"David," Carol called, eliciting a wince from her daughter's be-hatted suitor. It always sounded that way lately, as if she didn't quite believe that was his name. The cheek! It most certainly was! Well, at least it was a part of his actual name though it had not been used by anyone for centuries, but there was no way the wretched woman could know that, now was there?
"Alice said she'll be about an hour late. One of her students suffered a minor injury in class, and Alice wanted to stay with him at the emergency room until his family arrives. You're welcome to stay here and wait for her."

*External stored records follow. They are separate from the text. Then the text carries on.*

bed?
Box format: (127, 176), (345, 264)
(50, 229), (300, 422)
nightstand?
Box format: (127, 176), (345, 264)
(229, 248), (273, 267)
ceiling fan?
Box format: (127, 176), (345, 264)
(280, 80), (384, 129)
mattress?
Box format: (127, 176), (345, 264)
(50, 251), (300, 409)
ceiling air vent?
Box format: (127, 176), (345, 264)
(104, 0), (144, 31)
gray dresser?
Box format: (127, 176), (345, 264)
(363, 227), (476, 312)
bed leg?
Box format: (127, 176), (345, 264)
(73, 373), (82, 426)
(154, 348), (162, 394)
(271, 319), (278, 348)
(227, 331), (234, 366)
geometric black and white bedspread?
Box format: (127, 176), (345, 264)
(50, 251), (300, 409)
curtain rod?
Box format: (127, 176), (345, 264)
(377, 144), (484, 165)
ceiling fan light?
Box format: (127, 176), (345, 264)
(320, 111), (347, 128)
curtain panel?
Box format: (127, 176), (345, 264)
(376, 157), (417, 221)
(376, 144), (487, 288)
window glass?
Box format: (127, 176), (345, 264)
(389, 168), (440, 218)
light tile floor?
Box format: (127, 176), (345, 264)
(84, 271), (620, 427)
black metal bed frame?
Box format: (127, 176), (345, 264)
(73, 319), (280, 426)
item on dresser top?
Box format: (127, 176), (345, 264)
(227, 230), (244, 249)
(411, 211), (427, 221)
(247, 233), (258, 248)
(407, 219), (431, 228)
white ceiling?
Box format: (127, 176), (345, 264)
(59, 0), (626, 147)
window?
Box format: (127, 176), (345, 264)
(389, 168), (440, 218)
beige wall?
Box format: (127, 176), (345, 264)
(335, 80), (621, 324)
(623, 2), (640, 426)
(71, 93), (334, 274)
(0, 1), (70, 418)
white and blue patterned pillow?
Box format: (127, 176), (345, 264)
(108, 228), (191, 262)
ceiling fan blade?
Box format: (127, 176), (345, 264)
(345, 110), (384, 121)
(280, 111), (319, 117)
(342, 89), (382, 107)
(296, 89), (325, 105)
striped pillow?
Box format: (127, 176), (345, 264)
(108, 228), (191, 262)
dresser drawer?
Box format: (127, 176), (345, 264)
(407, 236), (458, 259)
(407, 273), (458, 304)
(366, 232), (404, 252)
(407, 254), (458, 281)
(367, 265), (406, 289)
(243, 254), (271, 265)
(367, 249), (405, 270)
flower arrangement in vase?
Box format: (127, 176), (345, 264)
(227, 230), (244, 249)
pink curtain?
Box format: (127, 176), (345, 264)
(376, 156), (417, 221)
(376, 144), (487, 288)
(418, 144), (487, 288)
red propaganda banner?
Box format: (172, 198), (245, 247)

Carol finished this speech as she walked into the room where he was sitting, somehow giving him the impression that he was not quite so welcome as she said. Where, oh where had he gone wrong? He'd made such a good first impression on her when he'd telephoned from the hospital, where he'd reluctantly taken Alice after she'd failed to wake up after coming through the looking glass. He'd sounded so lost and earnest and full of concern for her daughter that Carol had graciously asked him to come round to visit Alice once she'd been moved home.
He'd tried so hard to look presentable and like an actual human person. Before coming through the looking glass to visit Alice's home, he'd glamoured himself around the eyes and hair a bit to get a more conventional human appearance going, and had even forgone a hat, partly because he couldn't decide which twenty-first century hat suited him the best, but partly because he wanted to seem respectful. Meeting Carol at the door had frankly been a blur--everything until holding Alice in his arms, kissing her, telling her how he'd missed her. It was lovely, everything he'd hoped, and yet, in that honest moment of heartfelt revelation, it seemed he'd lost the respect of her mother.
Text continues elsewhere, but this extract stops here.